If you enjoy the occasional glass of Merlot with dinner, then you probably already know that many doctors believe you could be benefiting your heart. But new research suggests that light to moderate alcohol consumers may also be boosting their resistance to progressive bone and joint disorders like rheumatoid and osteoarthritis.
Rheumatoid arthritis is a bone, joint, and cartilage disorder that creates permanent inflammation which contributes to chronic pain. The Centers for Disease Control estimates that 1.3 million Americans live with rheumatoid arthritis, and the cause is as elusive as the cure. As a progressive illness, rheumatoid arthritis can severely impact the quality of life of patients who live with the disease.

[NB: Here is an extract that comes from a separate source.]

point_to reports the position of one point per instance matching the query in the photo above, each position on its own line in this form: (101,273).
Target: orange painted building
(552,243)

Swiss researchers, lead by Dr. Axel Finckh of the University Hospital of Geneva, examined the medical records of 2,908 adult patients with rheumatoid arthritis. The patients had more than two X-rays conducted on their extremities over the course of the study, which lasted four years. Researchers found that the 37 percent of patients who reported occasional or daily drinking experienced less progression of their disorder when compared to people who did not report drinking. Even after adjusting the findings for other factors like age and medication, the relationship between alcohol consumption and slower progression of joint disorders remained.